Senior Judge of the United States Court of Appeals for the Ninth Circuit
- In office January 15, 1996 – November 12, 1997

Judge of the United States Court of Appeals for the Ninth Circuit
- In office November 27, 1979 – January 15, 1996
- Appointed by: Jimmy Carter
- Preceded by: Seat established by 92 Stat. 1629
- Succeeded by: Richard Paez

Judge of the United States District Court for the Northern District of California
- In office July 23, 1976 – March 31, 1980
- Appointed by: Gerald Ford
- Preceded by: Oliver Jesse Carter
- Succeeded by: Thelton Henderson

Personal details
- Born: Cecil Francis Poole July 25, 1914 Birmingham, Alabama, U.S.
- Died: November 12, 1997 (aged 83) San Francisco, California, U.S.
- Education: University of Michigan (AB, LLB) Harvard University (LLM)

= Cecil F. Poole =

American judge (1914–1997)

Cecil Francis Poole (July 25, 1914 – November 12, 1997) was a United States circuit judge of the United States Court of Appeals for the Ninth Circuit, a United States district judge of the United States District Court for the Northern District of California, and a United States Attorney for the Northern District of California. He was the first African American to serve as a United States Attorney (outside of the United States Virgin Islands), the first African American to serve as a Judge of the Northern District of California and the second African American to serve as a Judge of the Ninth Circuit.

==Early life==
Poole was born in Birmingham, Alabama to William and Eva Poole. His family moved to Pittsburgh, Pennsylvania when Poole was four years old. His father and uncle operated a mortuary there. His mother was active in the chapter of the National Association for the Advancement of Colored People. Poole attended Schenley High School, where he was a photographer for the school yearbook, played violin in the school orchestra, and was a member of the track team.

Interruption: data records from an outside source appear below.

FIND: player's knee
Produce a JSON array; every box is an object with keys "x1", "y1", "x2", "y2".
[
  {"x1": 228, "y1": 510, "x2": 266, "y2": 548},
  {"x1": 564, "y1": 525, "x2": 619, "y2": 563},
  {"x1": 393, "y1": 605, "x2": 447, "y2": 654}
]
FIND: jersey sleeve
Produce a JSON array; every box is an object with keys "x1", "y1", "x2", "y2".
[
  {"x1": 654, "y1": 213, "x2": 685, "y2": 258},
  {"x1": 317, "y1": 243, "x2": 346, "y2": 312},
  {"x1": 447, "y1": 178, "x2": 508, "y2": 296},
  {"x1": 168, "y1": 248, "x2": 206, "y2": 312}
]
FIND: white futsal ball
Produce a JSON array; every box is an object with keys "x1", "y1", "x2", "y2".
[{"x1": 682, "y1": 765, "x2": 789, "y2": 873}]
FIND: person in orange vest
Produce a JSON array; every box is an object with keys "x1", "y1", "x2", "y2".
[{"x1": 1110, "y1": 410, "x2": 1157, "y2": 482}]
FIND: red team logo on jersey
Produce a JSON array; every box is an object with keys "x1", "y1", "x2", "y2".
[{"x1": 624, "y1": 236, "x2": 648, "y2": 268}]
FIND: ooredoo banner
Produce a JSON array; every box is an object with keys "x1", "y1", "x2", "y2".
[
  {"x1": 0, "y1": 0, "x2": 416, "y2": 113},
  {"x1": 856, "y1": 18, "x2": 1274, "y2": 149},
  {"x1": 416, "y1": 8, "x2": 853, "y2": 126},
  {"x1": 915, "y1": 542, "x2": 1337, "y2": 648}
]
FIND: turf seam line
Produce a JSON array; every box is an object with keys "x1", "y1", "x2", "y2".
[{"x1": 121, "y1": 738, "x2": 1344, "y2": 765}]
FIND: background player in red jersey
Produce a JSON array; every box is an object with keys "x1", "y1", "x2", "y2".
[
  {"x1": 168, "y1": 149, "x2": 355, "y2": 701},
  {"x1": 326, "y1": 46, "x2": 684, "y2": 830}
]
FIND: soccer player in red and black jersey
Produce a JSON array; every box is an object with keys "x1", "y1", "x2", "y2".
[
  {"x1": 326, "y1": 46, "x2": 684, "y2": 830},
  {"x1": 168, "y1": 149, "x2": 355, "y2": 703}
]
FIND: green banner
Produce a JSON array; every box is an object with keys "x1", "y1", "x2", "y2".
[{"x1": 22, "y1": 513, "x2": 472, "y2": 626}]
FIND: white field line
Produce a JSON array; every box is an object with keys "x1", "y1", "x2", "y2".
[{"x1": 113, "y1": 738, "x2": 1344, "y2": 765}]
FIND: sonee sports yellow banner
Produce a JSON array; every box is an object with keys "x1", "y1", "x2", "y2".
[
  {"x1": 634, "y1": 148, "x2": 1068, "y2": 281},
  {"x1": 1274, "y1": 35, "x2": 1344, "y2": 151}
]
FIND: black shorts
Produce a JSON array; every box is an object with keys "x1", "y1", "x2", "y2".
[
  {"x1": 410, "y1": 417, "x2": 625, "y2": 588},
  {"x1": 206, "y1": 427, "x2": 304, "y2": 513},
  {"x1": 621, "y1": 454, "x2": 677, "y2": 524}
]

Poole had three siblings: one died in infancy, a second was a brother also named William, and third was a sister named Marjorie Ellen.

==Education and career==
Poole received an Artium Baccalaureus degree from the University of Michigan in 1935. He received a Bachelor of Laws from the University of Michigan Law School in 1938. Poole then received a Master of Laws from Harvard Law School in 1939. After graduation from law school and gaining admission to the Pennsylvania State Bar in 1940, Poole entered the private practice of law in Pittsburgh. He remained in private practice from 1940 to 1942 and then moved to Washington, D.C. to work for the National Labor Relations Board. By then, World War II had begun. Shortly after moving to the nation's capital Poole joined the military, serving in the United States Army, first as an enlistee and then as a commissioned officer, from 1942 to 1945.

After World War II Poole served as Chief of the Regional Appellate Division of the United States Office of Price Administration in San Francisco, California from 1946 to 1947. He then re-entered the private practice of law in San Francisco in 1947 and continued in that work until 1951. Poole then became an assistant district attorney and chief of the San Francisco County Superior Court division staff of the district attorney's office, posts he held from 1951 to 1958, and also served as an Instructor for the Golden Gate University School of Law from 1952 to 1958.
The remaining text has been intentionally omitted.